On Tue, Aug 14, 2018 at 9:18 AM, Alexis Lê-Quôc <alq@xxxxxxxxxxxxx> wrote:
>
each
running PG 9.3 on linux
That is the oldest version which is still supported. There have been a lot of improvements since then, including to performance. You should see if an upgrade solves the problem. If not, at least you will have access to better tools (like pg_stat_activity.wait_event_type), and people will be more enthusiastic about helping you figure it out knowing it is not an already-solved problem.
Here are some settings that may help and a perf profile of a recovery process that runs without any competing read traffic processing the INSERT backlog (I don't unfortunately have the same profile on a lagging read replica).
Unfortunately the perf when the problem is not occuring won't be very helpful.
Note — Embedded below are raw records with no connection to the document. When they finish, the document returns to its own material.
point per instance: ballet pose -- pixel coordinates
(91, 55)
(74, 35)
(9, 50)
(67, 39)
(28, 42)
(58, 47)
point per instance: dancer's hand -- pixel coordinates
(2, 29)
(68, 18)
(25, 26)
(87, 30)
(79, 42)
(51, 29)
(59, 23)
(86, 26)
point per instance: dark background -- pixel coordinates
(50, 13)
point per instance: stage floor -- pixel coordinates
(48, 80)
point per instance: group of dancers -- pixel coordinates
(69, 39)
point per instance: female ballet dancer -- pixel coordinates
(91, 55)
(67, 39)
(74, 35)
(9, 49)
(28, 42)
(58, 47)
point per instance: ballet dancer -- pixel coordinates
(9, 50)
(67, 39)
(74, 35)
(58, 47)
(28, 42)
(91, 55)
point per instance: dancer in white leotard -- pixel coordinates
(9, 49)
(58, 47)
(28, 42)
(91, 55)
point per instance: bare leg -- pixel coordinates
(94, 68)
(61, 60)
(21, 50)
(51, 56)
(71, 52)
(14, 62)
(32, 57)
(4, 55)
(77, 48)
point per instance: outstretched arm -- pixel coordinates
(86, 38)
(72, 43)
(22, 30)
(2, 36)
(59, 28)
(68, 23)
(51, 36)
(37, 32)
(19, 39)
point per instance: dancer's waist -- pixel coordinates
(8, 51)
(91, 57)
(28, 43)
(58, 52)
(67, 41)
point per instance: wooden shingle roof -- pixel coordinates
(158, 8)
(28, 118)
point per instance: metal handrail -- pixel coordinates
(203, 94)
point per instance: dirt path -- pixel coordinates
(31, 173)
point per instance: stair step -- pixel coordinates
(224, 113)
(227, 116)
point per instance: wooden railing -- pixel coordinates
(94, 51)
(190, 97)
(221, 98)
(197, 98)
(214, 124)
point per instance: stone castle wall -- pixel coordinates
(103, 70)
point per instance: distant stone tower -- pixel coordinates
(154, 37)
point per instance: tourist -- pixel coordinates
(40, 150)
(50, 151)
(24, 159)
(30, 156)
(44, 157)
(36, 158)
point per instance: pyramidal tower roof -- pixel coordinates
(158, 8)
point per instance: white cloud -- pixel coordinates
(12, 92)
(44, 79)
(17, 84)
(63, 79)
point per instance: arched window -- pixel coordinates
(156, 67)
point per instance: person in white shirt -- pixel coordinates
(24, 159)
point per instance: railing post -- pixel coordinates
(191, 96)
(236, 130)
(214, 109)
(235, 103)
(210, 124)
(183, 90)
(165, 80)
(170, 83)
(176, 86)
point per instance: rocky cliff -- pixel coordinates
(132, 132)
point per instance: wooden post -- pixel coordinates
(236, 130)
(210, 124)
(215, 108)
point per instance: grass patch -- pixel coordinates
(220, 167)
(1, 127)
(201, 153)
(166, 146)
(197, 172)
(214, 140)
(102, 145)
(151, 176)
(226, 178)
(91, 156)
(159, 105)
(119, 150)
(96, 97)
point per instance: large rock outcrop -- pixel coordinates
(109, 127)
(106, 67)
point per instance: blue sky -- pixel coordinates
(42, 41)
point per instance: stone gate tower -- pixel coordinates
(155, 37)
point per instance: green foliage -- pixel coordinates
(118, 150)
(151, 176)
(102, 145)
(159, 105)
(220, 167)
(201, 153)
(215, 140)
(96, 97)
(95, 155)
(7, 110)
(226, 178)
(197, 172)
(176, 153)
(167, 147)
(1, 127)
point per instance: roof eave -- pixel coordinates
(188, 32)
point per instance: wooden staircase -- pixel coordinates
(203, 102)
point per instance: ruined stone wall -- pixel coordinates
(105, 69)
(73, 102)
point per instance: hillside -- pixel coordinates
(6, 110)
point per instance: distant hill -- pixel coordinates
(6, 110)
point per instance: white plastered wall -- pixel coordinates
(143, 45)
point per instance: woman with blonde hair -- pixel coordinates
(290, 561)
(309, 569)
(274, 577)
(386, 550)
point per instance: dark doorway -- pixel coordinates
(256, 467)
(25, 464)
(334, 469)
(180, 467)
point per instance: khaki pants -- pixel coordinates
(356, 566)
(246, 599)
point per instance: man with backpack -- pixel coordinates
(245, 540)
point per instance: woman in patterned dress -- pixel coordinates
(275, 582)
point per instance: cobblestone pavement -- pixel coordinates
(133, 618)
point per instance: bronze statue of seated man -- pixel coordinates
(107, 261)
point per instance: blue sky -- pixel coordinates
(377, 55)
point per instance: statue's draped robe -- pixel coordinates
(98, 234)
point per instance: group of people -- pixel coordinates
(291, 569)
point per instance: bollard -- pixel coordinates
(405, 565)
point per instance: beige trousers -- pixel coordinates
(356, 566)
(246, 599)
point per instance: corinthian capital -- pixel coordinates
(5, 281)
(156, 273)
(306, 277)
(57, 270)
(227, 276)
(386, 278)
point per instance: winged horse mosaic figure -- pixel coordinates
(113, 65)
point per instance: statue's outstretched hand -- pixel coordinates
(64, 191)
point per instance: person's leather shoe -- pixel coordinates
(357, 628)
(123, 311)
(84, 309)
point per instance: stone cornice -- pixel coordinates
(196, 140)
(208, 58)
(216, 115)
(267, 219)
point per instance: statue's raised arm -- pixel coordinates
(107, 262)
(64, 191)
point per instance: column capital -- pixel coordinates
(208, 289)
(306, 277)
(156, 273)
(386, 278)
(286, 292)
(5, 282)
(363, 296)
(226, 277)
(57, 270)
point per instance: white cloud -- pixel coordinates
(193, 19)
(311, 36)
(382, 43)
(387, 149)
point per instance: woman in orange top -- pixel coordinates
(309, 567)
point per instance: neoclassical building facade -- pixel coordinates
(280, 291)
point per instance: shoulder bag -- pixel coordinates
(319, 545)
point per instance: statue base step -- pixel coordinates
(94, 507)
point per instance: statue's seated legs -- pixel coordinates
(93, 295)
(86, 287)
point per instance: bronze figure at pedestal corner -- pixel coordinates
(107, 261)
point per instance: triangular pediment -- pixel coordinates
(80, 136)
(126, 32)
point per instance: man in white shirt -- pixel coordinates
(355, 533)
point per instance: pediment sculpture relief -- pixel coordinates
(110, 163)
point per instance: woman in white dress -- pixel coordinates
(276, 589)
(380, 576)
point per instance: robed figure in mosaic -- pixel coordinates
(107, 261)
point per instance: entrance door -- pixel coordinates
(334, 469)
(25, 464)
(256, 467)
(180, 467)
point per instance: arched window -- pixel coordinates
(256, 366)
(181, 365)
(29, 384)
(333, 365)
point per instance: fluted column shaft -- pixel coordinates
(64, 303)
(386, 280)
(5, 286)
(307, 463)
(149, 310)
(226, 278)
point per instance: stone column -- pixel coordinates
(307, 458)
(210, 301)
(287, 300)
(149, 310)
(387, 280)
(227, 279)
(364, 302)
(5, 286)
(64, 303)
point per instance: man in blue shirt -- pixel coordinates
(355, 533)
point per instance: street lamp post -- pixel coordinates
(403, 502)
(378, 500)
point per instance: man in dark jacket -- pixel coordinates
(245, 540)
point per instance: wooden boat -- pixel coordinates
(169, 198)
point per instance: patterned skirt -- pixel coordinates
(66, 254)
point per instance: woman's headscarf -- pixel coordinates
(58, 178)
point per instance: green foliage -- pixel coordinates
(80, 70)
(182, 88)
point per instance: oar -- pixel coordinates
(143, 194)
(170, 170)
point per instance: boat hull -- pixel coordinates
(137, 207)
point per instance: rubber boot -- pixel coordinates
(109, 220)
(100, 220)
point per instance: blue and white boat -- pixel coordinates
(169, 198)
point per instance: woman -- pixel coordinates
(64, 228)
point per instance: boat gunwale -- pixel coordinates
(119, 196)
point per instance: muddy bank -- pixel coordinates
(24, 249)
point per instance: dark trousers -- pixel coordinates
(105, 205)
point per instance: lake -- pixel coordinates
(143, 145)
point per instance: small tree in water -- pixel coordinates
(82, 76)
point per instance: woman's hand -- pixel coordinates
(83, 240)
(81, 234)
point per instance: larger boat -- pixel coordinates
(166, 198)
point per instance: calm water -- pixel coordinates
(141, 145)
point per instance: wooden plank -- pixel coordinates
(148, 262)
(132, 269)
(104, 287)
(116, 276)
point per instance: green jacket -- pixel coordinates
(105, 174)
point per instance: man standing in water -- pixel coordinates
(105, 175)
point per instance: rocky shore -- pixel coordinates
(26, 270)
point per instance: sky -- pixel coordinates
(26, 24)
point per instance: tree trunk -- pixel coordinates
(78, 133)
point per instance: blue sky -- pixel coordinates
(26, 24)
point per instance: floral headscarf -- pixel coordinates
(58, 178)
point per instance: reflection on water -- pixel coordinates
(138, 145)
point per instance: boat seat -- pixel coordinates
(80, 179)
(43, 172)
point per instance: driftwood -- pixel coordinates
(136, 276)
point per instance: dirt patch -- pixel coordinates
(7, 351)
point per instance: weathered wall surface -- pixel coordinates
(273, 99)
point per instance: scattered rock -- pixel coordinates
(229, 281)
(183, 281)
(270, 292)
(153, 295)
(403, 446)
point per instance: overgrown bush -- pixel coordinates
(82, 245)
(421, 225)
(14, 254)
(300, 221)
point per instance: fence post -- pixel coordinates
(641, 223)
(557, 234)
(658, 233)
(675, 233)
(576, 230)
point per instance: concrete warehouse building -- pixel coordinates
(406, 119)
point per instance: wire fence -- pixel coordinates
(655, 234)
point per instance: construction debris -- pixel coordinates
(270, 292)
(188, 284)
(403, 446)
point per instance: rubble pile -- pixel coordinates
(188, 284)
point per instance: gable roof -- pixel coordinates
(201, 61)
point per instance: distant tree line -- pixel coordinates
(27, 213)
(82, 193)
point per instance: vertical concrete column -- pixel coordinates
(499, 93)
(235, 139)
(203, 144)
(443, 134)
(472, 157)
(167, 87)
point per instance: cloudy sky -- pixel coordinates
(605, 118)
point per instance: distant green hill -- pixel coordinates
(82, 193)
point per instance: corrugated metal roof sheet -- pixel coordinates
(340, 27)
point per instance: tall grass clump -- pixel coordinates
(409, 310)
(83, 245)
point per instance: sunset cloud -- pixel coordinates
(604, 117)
You need it from when the problem is occurring. Also, I find strace and gdb to more helpful than perf in this type of situation where you already know it is not CPU bound, although perhaps that is just my own lack of skill with perf. You need to know why it is not on the CPU, not what it is doing when it is on the CPU.
Where the settings you showed all of the non-default settings?
I assume max_standby_streaming_delay is at the default value of 30s? Are you getting query cancellations due conflicts with recovery, or anything else suspicious in the log? What is the maximum lag you see measured in seconds?
Cheers,
Jeff